Zwischenruf 13.12.2020, Claudia Prutscher

Chanukka in der Pandemie

Da das Jahr 2020 ein durchaus schwieriges Jahr war und noch ist, feiern wir auch Chanukka unter besonderen Umständen.

Eigentlich hatte ich gehofft, dass wir nach dem diesjährigen, weitgehend in Isolation verbrachten Pessachfestes,- ich durfte im April ebenfalls in dieser Sendung darüber sprechen-, wieder zu halbwegs normalen Umständen zurückkehren können. Aber dem ist leider nicht so. Also wird auch das diesjährige Chanukkafest, das Fest der Lichter, in kleinstem Kreise gefeiert. Es entspricht so gar nicht den Lebensgewohnheiten von Jüdinnen und Juden, zurückgezogen, fern von unseren Familien und Freunden, jüdische Jahresfeste zu feiern. Aber den Zeiten dieser Pandemie geschuldet werden wir, jede Familie für sich, die Kerzen zünden und Chanukkalieder singen.

Claudia Prutscher
ist Vizepräsidentin der Israelitischen Kultusgemeinde Wien

Öl steht im Mittelpunkt des Festes

Das Fest erinnert an die Wiedereinweihung des 2. Jüdischen Tempels in Jerusalem. Die jüdischen Weisen im Talmud beschreiben das Wunder von Chanukka folgendermaßen: Als die Griechen das Heilige Land besetzt hielten, drangen sie in das innere Heiligtum des Tempels ein und entweihten all das dort vorhandene Öl, das notwendig war, der Menora, dem siebenarmigen Tempelleuchter, das Licht zu erhalten. Nach dem Sieg der jüdischen Makkabäer fanden diese nur ein einziges Kännchen Öl vor, das anscheinend nicht angerührt worden war. Es enthielt eine Quantität Öl, die nur für einen Tag ausreichen sollte. Damit wurde die Menora wieder angezündet – und ein Wunder geschah, indem das Öl acht Tage lang anhielt und so das Licht erhielt, bis neues, reines Öl hergestellt werden konnte.

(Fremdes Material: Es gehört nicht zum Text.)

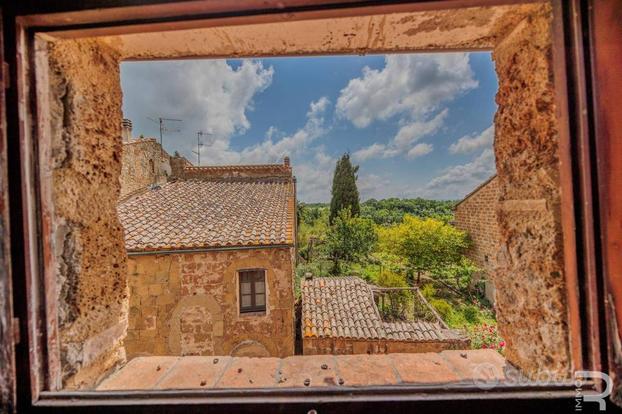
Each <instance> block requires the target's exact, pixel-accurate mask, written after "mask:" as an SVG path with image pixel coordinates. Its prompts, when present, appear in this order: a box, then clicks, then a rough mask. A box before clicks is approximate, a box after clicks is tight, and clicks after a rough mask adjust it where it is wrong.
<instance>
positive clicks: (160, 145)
mask: <svg viewBox="0 0 622 414" xmlns="http://www.w3.org/2000/svg"><path fill="white" fill-rule="evenodd" d="M147 119H149V120H151V121H153V122H156V123H157V124H158V125H159V126H160V148H161V149H162V153H163V154H164V140H163V136H164V132H179V131H180V129H169V128H167V127H166V122H167V121H170V122H182V120H181V119H175V118H162V117H158V119H157V120H155V119H153V118H149V117H147Z"/></svg>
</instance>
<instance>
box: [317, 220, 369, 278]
mask: <svg viewBox="0 0 622 414" xmlns="http://www.w3.org/2000/svg"><path fill="white" fill-rule="evenodd" d="M377 240H378V235H377V233H376V228H375V226H374V222H373V221H371V220H370V219H366V218H361V217H352V214H351V213H350V210H349V209H343V210H341V211H340V212H339V215H338V216H337V217H336V218H335V222H334V223H333V225H332V226H331V227H330V228H329V230H328V233H327V234H326V250H327V252H328V256H329V257H330V259H331V260H332V261H333V270H332V273H333V274H338V273H339V272H340V270H341V266H340V265H341V262H360V261H363V260H364V259H367V257H368V256H369V254H370V253H371V252H372V250H373V248H374V246H375V244H376V242H377Z"/></svg>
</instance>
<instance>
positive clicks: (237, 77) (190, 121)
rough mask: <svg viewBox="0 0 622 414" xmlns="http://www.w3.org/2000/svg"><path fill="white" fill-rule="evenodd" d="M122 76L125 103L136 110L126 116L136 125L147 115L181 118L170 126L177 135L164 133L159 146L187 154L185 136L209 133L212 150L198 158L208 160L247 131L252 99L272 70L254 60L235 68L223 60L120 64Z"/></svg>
mask: <svg viewBox="0 0 622 414" xmlns="http://www.w3.org/2000/svg"><path fill="white" fill-rule="evenodd" d="M122 75H123V76H122V78H123V89H124V91H125V92H126V93H125V97H124V98H125V102H124V105H125V106H126V107H127V108H131V109H132V110H133V111H135V113H129V114H124V115H125V116H129V117H133V118H134V122H135V123H137V124H139V125H140V124H141V122H143V123H144V122H145V119H144V118H145V117H146V116H151V117H153V118H156V117H158V116H163V117H166V118H179V119H182V120H183V122H182V123H180V124H177V123H171V125H170V127H172V128H175V129H176V128H178V127H179V128H181V133H179V134H175V133H172V132H169V133H168V134H166V137H165V141H164V143H165V148H166V149H167V150H179V151H180V152H181V153H183V154H185V155H186V156H191V154H192V152H191V151H192V150H196V145H195V142H196V141H195V140H193V139H188V137H193V136H194V137H196V133H197V131H199V130H202V131H204V132H207V133H209V134H210V136H209V141H210V142H213V147H210V150H209V151H207V150H206V149H205V148H204V152H203V154H202V155H203V157H205V158H203V159H205V160H208V158H209V156H210V154H211V153H213V150H214V149H216V150H224V149H226V148H228V147H229V141H230V140H231V137H232V136H234V135H235V134H242V133H244V132H246V130H248V129H249V128H250V127H251V125H250V121H249V120H248V117H247V112H248V111H252V110H253V98H254V97H255V95H257V94H258V93H260V92H262V91H263V90H265V89H266V88H267V87H268V86H269V85H270V84H271V82H272V77H273V75H274V69H273V68H272V67H267V68H266V67H264V66H263V64H262V63H261V62H260V61H255V60H244V61H242V63H241V64H240V65H239V66H237V67H234V66H230V65H229V64H228V63H227V61H225V60H180V61H167V62H158V64H153V63H150V62H128V63H123V64H122ZM156 128H157V127H156ZM180 137H184V139H180ZM204 141H206V142H207V137H204ZM209 161H210V162H211V161H216V160H209Z"/></svg>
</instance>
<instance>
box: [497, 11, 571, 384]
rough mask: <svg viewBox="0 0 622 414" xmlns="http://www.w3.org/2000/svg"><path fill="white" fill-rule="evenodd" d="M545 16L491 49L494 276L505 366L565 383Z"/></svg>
mask: <svg viewBox="0 0 622 414" xmlns="http://www.w3.org/2000/svg"><path fill="white" fill-rule="evenodd" d="M551 23H552V17H551V10H550V6H549V5H548V4H544V5H543V6H542V7H541V8H540V9H539V12H537V13H535V14H533V15H532V16H530V17H528V18H527V19H524V20H523V21H522V22H520V23H519V24H518V25H517V26H516V27H515V28H514V30H513V31H512V32H511V33H510V34H509V35H507V36H506V37H505V38H504V39H502V40H501V41H500V42H499V43H498V45H497V46H496V47H495V48H494V51H493V59H494V62H495V64H496V71H497V74H498V78H499V90H498V93H497V97H496V101H497V104H498V110H497V113H496V115H495V144H494V149H495V155H496V159H497V175H498V182H499V200H500V204H499V206H498V210H497V216H498V221H499V229H500V238H501V250H500V252H499V255H498V257H497V269H496V271H495V272H494V273H493V278H494V283H495V285H496V288H497V295H496V298H497V309H498V311H497V318H498V321H499V330H500V332H501V335H502V336H503V337H504V338H505V340H506V342H507V348H506V354H505V356H506V357H507V359H508V360H509V361H510V362H512V363H514V364H515V365H517V366H518V367H520V368H521V369H522V370H523V371H524V372H525V373H527V374H528V375H531V376H534V377H535V376H537V375H538V373H541V372H543V371H545V370H546V371H548V372H549V373H552V374H555V375H559V376H568V375H569V374H570V366H571V364H570V354H569V342H568V326H567V308H566V298H565V293H566V291H565V283H564V268H563V256H562V229H561V223H560V218H561V205H560V173H559V170H560V168H559V167H560V166H559V156H558V148H559V134H558V127H557V120H556V108H555V100H554V87H553V69H552V51H551V47H552V46H551Z"/></svg>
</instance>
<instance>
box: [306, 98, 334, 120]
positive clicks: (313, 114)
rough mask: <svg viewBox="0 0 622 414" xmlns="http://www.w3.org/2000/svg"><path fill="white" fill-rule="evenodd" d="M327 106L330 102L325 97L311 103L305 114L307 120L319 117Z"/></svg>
mask: <svg viewBox="0 0 622 414" xmlns="http://www.w3.org/2000/svg"><path fill="white" fill-rule="evenodd" d="M329 105H330V100H329V99H328V98H327V97H325V96H322V97H321V98H320V99H318V100H317V101H315V102H311V105H309V112H307V118H317V117H319V116H321V115H322V114H323V113H324V112H325V111H326V109H327V108H328V106H329Z"/></svg>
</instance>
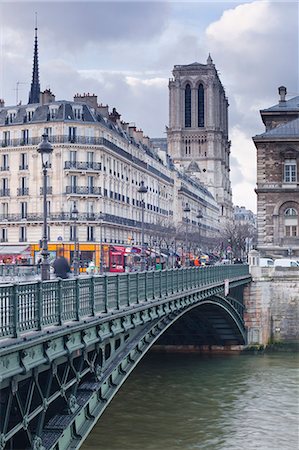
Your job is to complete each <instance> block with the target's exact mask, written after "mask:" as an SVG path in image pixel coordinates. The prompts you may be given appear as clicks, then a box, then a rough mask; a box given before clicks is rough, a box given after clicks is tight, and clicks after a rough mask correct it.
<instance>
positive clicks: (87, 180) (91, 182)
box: [87, 176, 94, 194]
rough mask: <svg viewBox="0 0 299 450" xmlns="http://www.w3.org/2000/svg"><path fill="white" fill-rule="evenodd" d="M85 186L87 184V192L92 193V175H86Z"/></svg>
mask: <svg viewBox="0 0 299 450" xmlns="http://www.w3.org/2000/svg"><path fill="white" fill-rule="evenodd" d="M87 186H88V192H89V194H92V193H93V187H94V181H93V177H90V176H89V177H87Z"/></svg>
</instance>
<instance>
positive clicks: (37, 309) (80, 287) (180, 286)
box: [0, 265, 249, 338]
mask: <svg viewBox="0 0 299 450" xmlns="http://www.w3.org/2000/svg"><path fill="white" fill-rule="evenodd" d="M246 276H248V277H249V270H248V266H247V265H231V266H211V267H209V266H208V267H205V268H198V267H190V268H183V269H172V270H163V271H148V272H140V273H138V272H137V273H128V274H125V273H124V274H117V275H99V276H93V277H79V278H73V279H68V280H60V279H56V280H50V281H45V282H41V281H33V282H27V283H12V284H5V285H4V284H3V285H0V338H8V337H19V336H20V335H21V334H23V333H25V332H28V331H34V330H42V329H43V328H45V327H48V326H52V325H63V324H65V323H67V322H70V321H79V320H81V319H83V318H84V317H85V318H86V317H88V316H98V315H100V314H103V313H108V314H109V313H113V312H114V311H118V310H121V309H124V308H128V307H131V306H134V305H136V304H137V305H138V304H140V303H144V302H149V301H153V300H156V299H159V298H165V297H167V296H168V295H174V294H178V293H180V292H186V291H188V290H192V289H196V288H201V287H204V286H206V285H210V284H213V283H221V282H224V281H225V280H230V281H232V280H233V279H235V278H242V277H243V278H244V277H246Z"/></svg>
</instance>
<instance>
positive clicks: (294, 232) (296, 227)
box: [284, 208, 298, 237]
mask: <svg viewBox="0 0 299 450" xmlns="http://www.w3.org/2000/svg"><path fill="white" fill-rule="evenodd" d="M284 230H285V233H284V234H285V236H286V237H296V236H298V213H297V211H296V209H295V208H288V209H286V210H285V213H284Z"/></svg>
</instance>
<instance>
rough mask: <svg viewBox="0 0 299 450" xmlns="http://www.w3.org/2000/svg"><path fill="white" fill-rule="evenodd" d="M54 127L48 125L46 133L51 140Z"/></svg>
mask: <svg viewBox="0 0 299 450" xmlns="http://www.w3.org/2000/svg"><path fill="white" fill-rule="evenodd" d="M52 132H53V129H52V128H51V127H46V128H45V129H44V133H45V134H46V135H47V136H48V138H49V141H51V138H52V134H53V133H52Z"/></svg>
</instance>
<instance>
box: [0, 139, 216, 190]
mask: <svg viewBox="0 0 299 450" xmlns="http://www.w3.org/2000/svg"><path fill="white" fill-rule="evenodd" d="M49 141H50V142H51V144H83V145H103V146H105V147H107V148H110V149H111V150H113V151H114V152H115V153H117V154H119V155H120V156H123V157H124V158H126V159H128V160H129V161H132V162H134V163H136V164H138V165H139V166H140V167H143V168H144V169H147V170H149V171H150V172H152V173H154V174H155V175H158V176H160V177H161V178H163V179H164V180H165V181H166V182H168V183H171V184H173V183H174V181H173V179H172V178H169V177H168V176H167V175H166V174H164V173H162V172H160V171H159V170H158V169H156V168H155V167H152V166H151V165H149V164H147V163H146V162H145V161H142V160H141V159H139V158H136V157H135V156H133V155H131V153H129V152H128V151H127V150H125V149H123V148H121V147H119V146H118V145H116V144H114V143H113V142H110V141H108V140H107V139H105V138H103V137H89V136H73V137H70V136H68V135H55V136H50V137H49ZM40 142H41V138H40V137H34V138H28V144H26V145H34V146H37V145H38V144H40ZM132 143H133V144H135V147H140V144H138V143H136V142H135V141H132ZM21 145H24V144H23V139H10V140H9V141H5V140H4V139H3V140H0V146H2V147H7V146H10V147H18V146H21ZM142 148H143V150H144V151H145V153H147V154H148V155H149V156H151V157H152V158H154V159H157V157H156V155H155V154H154V153H153V152H152V151H151V149H149V148H148V147H146V146H142ZM157 160H159V158H158V159H157ZM96 164H99V163H96ZM93 170H100V169H93ZM203 189H204V188H203ZM206 193H207V195H209V194H208V191H207V192H206ZM210 195H211V194H210Z"/></svg>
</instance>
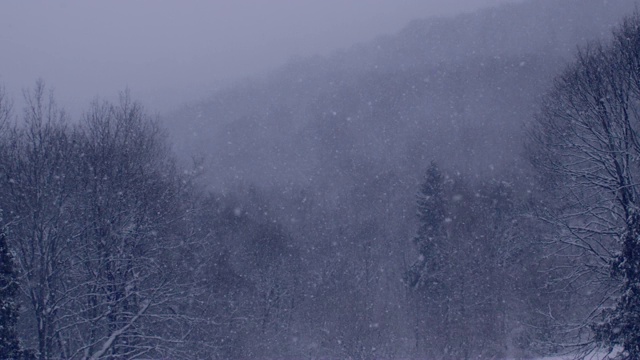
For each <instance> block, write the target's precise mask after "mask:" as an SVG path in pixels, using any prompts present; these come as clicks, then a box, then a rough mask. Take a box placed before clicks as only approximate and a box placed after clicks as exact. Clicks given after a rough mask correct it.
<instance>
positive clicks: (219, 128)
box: [166, 0, 635, 185]
mask: <svg viewBox="0 0 640 360" xmlns="http://www.w3.org/2000/svg"><path fill="white" fill-rule="evenodd" d="M634 4H635V1H613V2H612V1H601V0H589V1H576V0H569V1H552V0H539V1H529V2H525V3H522V4H509V5H503V6H499V7H496V8H492V9H487V10H481V11H479V12H476V13H472V14H464V15H459V16H457V17H454V18H447V19H424V20H416V21H413V22H412V23H411V24H409V25H408V26H407V27H405V28H404V29H403V30H401V31H400V32H399V33H397V34H396V35H393V36H384V37H381V38H378V39H376V40H374V41H373V42H370V43H367V44H360V45H356V46H353V47H352V48H349V49H346V50H341V51H338V52H335V53H333V54H331V55H330V56H326V57H321V56H317V57H313V58H306V59H300V60H297V61H294V62H291V63H289V64H288V65H286V66H284V67H281V68H279V69H277V70H276V71H273V72H271V73H269V74H268V75H267V76H264V77H261V78H255V79H252V80H251V79H250V80H246V81H244V82H243V83H241V84H238V85H234V86H231V87H229V88H227V90H223V91H219V92H217V93H214V94H212V95H211V97H210V100H207V101H202V102H200V103H198V104H195V105H193V106H190V107H187V108H185V109H183V110H182V111H181V112H177V113H174V114H172V115H169V116H167V118H166V120H167V125H168V126H169V127H171V128H172V129H173V130H174V132H175V134H176V138H175V143H176V146H177V148H178V149H180V150H179V152H180V153H183V154H191V155H193V154H203V155H205V156H206V157H207V162H208V164H209V168H210V169H211V174H210V175H211V176H212V180H213V181H214V183H218V184H219V182H220V181H225V180H226V181H229V182H231V183H233V182H235V181H238V180H241V181H246V182H254V180H256V179H260V180H259V181H255V182H257V183H259V184H262V185H266V184H268V183H272V182H275V183H281V182H282V181H284V182H287V181H294V182H300V183H307V182H309V181H311V180H312V179H314V178H315V179H318V178H324V177H322V176H318V174H321V173H324V174H327V172H331V171H338V170H336V169H340V168H341V167H343V169H342V170H340V171H338V174H337V175H339V173H340V172H343V173H345V174H349V172H348V171H347V170H346V169H344V167H345V166H347V167H348V166H350V165H347V163H372V164H374V165H373V166H374V167H377V168H379V169H386V170H390V169H394V170H397V171H401V172H403V173H408V174H411V176H417V174H418V173H419V172H420V171H421V170H420V169H422V168H423V167H424V162H423V161H421V160H420V159H424V158H434V159H439V160H446V162H447V163H451V165H452V166H453V167H456V168H458V169H460V170H464V171H468V172H471V173H477V174H478V175H480V174H483V175H486V174H488V173H490V170H491V169H492V168H495V167H496V166H498V167H499V166H511V165H512V162H514V161H518V158H519V156H518V154H519V152H520V150H521V149H520V145H521V135H522V127H523V124H525V123H526V122H527V121H528V120H529V119H530V118H531V116H532V114H533V112H534V110H535V108H536V106H537V102H536V100H537V98H538V97H539V96H540V95H541V94H542V93H543V92H544V91H545V90H546V89H547V87H548V86H549V85H550V81H551V79H552V77H553V76H554V75H555V74H556V73H557V72H558V71H559V70H560V69H562V68H563V66H564V64H565V63H566V62H567V61H568V60H569V59H570V58H571V56H573V55H574V54H575V52H576V50H577V47H578V46H579V45H584V44H586V43H587V42H588V41H592V40H595V39H599V38H603V37H606V36H609V34H610V32H611V29H612V27H613V26H615V25H616V24H617V22H618V21H619V19H620V18H621V17H622V16H624V15H625V14H628V13H630V12H631V11H633V9H634ZM329 154H330V155H329ZM189 156H190V155H189ZM222 169H224V170H223V171H220V170H222ZM338 177H339V176H338ZM328 178H330V179H332V181H337V178H336V177H335V176H329V177H328Z"/></svg>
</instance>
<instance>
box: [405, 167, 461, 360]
mask: <svg viewBox="0 0 640 360" xmlns="http://www.w3.org/2000/svg"><path fill="white" fill-rule="evenodd" d="M445 196H446V194H445V177H444V175H443V174H442V172H441V171H440V168H439V167H438V165H437V164H436V163H435V162H431V164H430V165H429V167H428V168H427V171H426V175H425V179H424V181H423V182H422V184H421V185H420V190H419V192H418V195H417V199H416V205H417V216H418V221H419V227H418V232H417V234H416V236H415V237H414V238H413V243H414V244H415V246H416V247H417V250H418V260H416V261H415V262H414V264H413V265H411V267H410V268H409V269H408V270H407V271H406V272H405V274H404V281H405V284H406V285H407V286H409V287H410V288H411V289H412V290H413V294H414V296H415V299H416V303H415V306H416V307H415V308H416V315H415V321H416V324H415V336H416V345H417V350H418V352H425V351H430V349H433V348H438V349H442V351H444V352H445V353H446V352H447V351H448V349H445V347H446V346H447V344H446V343H447V338H448V337H449V335H448V334H447V331H448V330H449V326H448V325H449V324H448V322H449V319H450V318H449V315H450V313H449V311H450V304H449V301H450V300H451V298H450V297H449V296H448V295H449V294H448V291H447V290H450V289H445V288H444V287H445V286H446V281H445V280H446V277H447V276H449V275H450V274H448V269H445V267H446V266H447V265H449V264H447V260H448V259H447V257H448V256H447V255H446V254H445V251H447V250H451V248H450V245H451V244H447V243H448V239H447V234H446V232H445V221H446V220H447V219H446V216H447V210H448V209H447V208H446V207H447V199H445ZM447 247H449V249H447ZM438 351H440V350H438ZM432 355H434V354H432Z"/></svg>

In Gedenken an dieses Wunder steht Öl im Mittelpunkt dieses Festes. Zum Beispiel werden zu Chanukka hauptsächlich in Öl herausgebackene Speisen gegessen. Es gibt Latkes, das sind Kartoffelpuffer und Krapfen, gefüllt mit Marmelade. Die Kinder lieben dieses Chanukkaessen immer besonders.

Die Kraft über der Natur

Es ist Tradition, dass jedes Familienmitglied seine eigene Chanukkia, das ist der spezielle Kerzenleuchter, benutzt. Die Chanukka-Lichter – jeden Tag wird eine Kerze mehr angezündet – sind mehr als einfach eine Erinnerung an das Wunder vergangener Tage. Sie bieten uns Erleuchtung in einer Zeit, wo Sorgen und Ängste unser Leben verdunkeln.

Zwischenruf
Sonntag, 13.12.2020, 6.55 Uhr, Ö1

Die Chanukkia hat acht Arme, die symbolisieren die 8 Tage, die benötigt wurden, um neues Öl für den Tempel zu erzeugen und zu weihen. Die Zahl acht steht für das übernatürliche, jene Kraft, die über der Natur steht. Und Wunder sind übernatürlich.

Ein großes Wunder

Wenn es dunkel wird, freuen sich alle Kinder, die Chanukkakerzen anzünden zu dürfen. Es wird, wie gesagt, jeden Tag eine Kerze mehr gezündet, so dass am Ende die achtarmige Chanukkia hell leuchtet. Nach dem Essen setzen sich die Familien zusammen und spielen ein traditionelles Chanukkaspiel mit einer Art Kreisel, genannt Dreidl. Es wird um Schokolademünzen, Nüsse oder andere Süßigkeiten gespielt. Je nachdem, welche der vier Seiten nach dem Drehen zum Liegen kommt, gewinnt man den Einsatz oder muss noch etwas hineingeben.

Auf den vier Seiten des Dreidls steht jeweils ein hebräischer Buchstabe. „Nun-Gimel-Hey und Shin“. Das sind die Anfangsbuchstaben der Worte eines Satzes und der lautet „Nes Gadol Haja Scham“ das heißt übersetzt: „Ein großes Wunder geschah dort“.

Ein Wunder könnten wir alle dieses Jahr gut brauchen – zum Beispiel, dass wir trotz der geforderten Absonderung gut durch diese dunkle Zeit kommen.